Domestic problems were compounded by a serious argument with John Hunt about the ownership of
The Examiner
.
The dispute was long and bitter, and it was a major blow to Hunt, since it threatened financial disaster and sparked the disintegration of the fraternal relationship which had underpinned the whole of his career. At John Hunt’s suggestion, Leigh had withdrawn as co-proprietor of
The Examiner
in 1819. He did so in order to ensure the paper’s survival after the government strengthened censorship and libel laws in the wake of Peterloo, and he continued to think of himself as a sleeping partner in the enterprise, still entitled to half
The Examiner
’s profits.
John Hunt saw things differently. His brother no longer bore the legal burden of proprietorship, and John viewed his decision to go to Italy at a time when the newspaper was in trouble and John himself was serving a prison sentence as an abandonment of his editorial responsibilities.
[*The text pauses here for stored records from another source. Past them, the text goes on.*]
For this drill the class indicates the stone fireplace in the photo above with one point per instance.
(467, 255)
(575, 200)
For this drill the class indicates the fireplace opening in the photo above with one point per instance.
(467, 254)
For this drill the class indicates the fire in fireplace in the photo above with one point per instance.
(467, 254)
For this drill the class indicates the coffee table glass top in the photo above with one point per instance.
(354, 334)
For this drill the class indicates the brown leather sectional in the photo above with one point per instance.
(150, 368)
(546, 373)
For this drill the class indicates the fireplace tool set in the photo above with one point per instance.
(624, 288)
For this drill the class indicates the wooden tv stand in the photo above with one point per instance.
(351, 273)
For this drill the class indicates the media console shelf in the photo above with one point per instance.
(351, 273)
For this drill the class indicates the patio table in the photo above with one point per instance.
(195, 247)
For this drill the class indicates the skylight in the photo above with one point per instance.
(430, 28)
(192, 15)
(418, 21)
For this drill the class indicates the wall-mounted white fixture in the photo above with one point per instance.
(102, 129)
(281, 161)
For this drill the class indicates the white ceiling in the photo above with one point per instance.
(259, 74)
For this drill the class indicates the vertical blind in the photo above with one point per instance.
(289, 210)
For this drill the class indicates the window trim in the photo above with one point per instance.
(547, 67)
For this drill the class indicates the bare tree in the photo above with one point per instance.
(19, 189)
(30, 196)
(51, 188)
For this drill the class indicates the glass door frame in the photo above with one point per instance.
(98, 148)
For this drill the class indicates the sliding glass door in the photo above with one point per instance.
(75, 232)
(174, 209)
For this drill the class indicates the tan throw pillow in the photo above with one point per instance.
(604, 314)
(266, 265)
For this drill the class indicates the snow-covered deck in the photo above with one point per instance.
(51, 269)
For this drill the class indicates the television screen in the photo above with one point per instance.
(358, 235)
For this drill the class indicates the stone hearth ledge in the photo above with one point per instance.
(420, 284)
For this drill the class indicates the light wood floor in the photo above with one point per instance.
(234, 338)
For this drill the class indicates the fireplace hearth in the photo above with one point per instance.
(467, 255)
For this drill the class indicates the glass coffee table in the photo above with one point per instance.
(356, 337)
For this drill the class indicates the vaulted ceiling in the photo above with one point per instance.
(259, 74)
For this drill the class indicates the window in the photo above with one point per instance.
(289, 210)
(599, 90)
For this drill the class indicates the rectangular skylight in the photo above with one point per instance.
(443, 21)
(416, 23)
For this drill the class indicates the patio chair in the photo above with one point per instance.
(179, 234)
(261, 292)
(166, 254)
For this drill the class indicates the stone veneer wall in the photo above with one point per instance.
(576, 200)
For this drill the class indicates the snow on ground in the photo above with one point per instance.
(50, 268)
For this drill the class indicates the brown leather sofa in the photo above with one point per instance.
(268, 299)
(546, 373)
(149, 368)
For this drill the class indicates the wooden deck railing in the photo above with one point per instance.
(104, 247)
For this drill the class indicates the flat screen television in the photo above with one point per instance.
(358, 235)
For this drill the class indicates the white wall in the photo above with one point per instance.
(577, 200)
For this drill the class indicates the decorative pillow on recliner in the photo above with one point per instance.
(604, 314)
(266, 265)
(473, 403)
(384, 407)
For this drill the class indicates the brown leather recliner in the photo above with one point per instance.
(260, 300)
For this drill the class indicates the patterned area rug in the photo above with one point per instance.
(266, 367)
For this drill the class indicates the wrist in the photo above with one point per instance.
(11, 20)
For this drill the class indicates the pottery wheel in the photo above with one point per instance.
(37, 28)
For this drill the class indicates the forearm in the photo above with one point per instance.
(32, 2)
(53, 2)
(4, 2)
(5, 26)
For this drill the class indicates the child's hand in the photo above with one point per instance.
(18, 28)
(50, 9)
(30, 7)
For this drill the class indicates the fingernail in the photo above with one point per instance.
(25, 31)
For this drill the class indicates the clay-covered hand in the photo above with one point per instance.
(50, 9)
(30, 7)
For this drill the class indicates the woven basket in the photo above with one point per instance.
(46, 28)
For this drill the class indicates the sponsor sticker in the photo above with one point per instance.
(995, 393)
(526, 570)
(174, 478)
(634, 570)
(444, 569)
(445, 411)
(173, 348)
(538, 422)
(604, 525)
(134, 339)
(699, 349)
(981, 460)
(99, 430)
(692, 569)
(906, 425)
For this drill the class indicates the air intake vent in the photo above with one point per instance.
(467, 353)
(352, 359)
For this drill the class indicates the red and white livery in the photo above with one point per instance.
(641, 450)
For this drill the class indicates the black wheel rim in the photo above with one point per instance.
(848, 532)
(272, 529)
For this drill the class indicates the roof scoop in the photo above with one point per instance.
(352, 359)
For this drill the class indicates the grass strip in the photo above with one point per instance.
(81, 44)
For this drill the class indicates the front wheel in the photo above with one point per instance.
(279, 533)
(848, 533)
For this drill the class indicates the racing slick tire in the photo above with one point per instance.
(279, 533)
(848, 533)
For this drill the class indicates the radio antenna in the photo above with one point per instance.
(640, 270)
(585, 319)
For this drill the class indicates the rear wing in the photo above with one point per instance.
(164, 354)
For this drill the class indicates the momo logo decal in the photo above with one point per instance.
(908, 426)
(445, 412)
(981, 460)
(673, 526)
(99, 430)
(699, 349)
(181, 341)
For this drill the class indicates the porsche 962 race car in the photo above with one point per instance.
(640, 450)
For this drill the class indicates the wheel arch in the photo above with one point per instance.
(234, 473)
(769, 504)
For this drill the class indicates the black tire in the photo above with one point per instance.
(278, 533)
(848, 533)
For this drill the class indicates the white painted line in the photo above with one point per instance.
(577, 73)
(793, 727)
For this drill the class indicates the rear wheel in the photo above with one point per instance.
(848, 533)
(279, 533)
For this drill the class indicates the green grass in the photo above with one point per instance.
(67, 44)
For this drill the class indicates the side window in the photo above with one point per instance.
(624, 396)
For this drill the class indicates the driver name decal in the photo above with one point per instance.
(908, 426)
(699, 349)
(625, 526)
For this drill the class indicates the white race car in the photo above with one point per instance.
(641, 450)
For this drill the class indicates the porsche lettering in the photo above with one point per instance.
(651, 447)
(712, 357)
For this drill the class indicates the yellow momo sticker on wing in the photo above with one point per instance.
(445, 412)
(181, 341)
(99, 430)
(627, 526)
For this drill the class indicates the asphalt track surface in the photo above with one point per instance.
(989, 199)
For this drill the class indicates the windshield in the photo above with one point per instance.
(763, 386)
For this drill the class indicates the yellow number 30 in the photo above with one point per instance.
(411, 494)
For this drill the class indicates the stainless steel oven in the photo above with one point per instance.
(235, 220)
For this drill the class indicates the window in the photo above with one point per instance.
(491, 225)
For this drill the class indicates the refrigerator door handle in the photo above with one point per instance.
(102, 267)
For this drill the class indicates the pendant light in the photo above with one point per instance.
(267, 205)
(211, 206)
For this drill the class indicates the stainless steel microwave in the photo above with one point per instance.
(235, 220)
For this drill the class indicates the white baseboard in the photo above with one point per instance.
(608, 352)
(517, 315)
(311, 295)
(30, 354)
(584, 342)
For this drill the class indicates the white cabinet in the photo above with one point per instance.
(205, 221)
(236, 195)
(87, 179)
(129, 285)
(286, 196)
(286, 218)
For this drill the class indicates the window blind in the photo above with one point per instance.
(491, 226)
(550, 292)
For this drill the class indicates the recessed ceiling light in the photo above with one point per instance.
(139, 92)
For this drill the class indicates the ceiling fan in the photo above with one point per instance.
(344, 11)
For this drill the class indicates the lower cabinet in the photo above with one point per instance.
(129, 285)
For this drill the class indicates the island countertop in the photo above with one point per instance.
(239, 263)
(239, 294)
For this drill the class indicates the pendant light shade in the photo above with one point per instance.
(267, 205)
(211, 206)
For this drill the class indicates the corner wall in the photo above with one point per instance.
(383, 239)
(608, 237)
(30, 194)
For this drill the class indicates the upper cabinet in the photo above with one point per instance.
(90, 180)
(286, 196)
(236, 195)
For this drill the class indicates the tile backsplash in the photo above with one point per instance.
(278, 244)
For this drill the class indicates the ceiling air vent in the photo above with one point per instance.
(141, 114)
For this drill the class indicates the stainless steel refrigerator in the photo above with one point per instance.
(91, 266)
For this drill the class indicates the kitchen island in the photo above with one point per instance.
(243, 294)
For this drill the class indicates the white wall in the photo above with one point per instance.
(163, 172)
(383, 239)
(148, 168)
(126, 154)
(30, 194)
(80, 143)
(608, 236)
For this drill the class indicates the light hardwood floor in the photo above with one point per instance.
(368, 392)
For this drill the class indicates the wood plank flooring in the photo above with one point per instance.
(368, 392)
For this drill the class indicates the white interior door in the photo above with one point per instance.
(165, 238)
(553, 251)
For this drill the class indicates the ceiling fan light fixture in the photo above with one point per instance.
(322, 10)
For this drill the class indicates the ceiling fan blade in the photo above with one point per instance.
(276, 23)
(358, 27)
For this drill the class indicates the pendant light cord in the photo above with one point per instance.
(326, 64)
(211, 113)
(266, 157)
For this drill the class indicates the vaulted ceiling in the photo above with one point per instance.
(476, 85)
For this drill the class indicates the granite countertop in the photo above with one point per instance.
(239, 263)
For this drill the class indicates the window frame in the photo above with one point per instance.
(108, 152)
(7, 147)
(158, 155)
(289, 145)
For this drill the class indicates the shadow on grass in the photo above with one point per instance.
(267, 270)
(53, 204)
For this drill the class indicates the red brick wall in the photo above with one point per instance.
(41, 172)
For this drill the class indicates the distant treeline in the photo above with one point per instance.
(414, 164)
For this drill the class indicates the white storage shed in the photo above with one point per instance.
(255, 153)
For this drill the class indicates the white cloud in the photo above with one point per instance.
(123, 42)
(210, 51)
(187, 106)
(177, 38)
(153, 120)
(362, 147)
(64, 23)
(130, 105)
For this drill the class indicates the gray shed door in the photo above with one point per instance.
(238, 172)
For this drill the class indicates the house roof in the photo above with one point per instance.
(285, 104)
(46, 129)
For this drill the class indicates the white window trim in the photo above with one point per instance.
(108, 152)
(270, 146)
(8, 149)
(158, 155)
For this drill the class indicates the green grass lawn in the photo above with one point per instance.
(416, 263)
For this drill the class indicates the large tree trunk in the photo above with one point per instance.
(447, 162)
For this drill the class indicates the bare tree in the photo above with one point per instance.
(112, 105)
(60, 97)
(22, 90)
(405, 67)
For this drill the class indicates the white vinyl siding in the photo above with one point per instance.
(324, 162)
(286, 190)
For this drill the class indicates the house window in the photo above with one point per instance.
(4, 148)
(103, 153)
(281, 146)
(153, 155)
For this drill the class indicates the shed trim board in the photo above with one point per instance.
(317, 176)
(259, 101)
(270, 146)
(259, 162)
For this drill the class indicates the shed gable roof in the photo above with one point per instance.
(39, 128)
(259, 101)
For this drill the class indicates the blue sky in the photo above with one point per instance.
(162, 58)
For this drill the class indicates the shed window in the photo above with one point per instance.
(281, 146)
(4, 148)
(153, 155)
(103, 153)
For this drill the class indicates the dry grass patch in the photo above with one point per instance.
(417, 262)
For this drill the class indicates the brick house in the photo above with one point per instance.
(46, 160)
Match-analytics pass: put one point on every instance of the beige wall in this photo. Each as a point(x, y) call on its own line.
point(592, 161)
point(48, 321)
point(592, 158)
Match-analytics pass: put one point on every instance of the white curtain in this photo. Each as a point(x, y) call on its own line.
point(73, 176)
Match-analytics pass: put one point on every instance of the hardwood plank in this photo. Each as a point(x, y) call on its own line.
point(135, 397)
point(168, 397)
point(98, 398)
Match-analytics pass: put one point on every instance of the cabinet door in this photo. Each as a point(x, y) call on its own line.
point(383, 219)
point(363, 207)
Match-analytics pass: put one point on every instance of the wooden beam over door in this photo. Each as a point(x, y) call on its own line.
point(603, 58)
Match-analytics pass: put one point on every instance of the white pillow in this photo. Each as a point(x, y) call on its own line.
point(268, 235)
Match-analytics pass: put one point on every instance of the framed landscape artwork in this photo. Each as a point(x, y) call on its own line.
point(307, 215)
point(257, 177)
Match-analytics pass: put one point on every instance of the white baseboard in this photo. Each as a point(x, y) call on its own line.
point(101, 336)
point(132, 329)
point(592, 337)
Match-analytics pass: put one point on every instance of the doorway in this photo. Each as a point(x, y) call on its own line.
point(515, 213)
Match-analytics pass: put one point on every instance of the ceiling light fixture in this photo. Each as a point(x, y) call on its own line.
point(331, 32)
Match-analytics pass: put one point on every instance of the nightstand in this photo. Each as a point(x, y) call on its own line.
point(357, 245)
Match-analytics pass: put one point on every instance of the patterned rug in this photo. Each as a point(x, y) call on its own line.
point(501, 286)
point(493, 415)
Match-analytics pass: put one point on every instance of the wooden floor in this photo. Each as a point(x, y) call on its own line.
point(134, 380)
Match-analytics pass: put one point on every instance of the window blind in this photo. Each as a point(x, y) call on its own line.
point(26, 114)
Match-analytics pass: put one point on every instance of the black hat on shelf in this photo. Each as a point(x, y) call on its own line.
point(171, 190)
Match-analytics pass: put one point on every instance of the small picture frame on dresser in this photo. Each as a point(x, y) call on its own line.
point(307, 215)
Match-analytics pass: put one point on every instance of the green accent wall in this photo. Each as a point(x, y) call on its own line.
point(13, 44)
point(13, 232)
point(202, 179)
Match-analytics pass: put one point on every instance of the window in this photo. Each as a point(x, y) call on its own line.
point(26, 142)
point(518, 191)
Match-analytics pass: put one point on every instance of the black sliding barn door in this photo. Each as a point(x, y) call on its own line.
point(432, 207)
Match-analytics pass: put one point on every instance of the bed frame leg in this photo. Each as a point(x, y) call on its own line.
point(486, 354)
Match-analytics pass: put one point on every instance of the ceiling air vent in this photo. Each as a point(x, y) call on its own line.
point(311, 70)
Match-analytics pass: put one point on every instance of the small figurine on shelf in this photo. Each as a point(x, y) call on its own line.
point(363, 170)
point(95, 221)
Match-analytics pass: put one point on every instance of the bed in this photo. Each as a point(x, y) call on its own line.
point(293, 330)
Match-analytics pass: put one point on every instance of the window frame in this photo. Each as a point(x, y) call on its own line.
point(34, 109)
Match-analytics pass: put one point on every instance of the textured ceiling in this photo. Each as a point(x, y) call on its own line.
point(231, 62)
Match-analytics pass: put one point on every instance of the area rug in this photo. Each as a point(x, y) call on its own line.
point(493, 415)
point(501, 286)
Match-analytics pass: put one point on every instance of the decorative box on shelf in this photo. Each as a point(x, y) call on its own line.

After John’s release from Coldbath Fields increasingly tense letters flew back and forth between the brothers until John, galled by Leigh’s tone, informed him that he had no claim on
The Examiner
, and would in future be paid no more than the standard piece-rate of two guineas per article for his contributions. John also offered his younger brother an annuity of £100 a year in recognition of his years of service at the paper. He was not, however, inclined to be more generous. Over the years Leigh had borrowed vast amounts of money from him – by some accounts, as much as £18,000. (This was far more, for example, than Shelley, on an allowance of £1,000 per annum, had received from his father.) Given John’s imprisonment and the scale of Leigh’s debts, the fact that the relationship faltered is perhaps less surprising than the fact that John supported his brother for so long.
For Leigh, however, the dispute was financially calamitous and a devastating personal betrayal. He took advice from Charles Brown, who made a detailed study of the various accounts of
The Examiner
’s history and ownership. John, who was also distressed to find himself at odds with the sibling with whom he had worked for many years, suggested that they submit their dispute to a binding arbitration, to be conducted by their friends. Prompted by Mary, Novello agreed to act as an arbitrator, and one of his first actions was to convince Leigh to accept the annuity of £100 a year on a temporary basis, in order to allow him to feed his family. But with such limited resources available, it was impossible for the Hunts to come home, even though they had no way of supporting themselves in Italy. It appeared that they were doomed to perpetual exile, separated for ever from their friends and family by Hunt’s inability to earn money.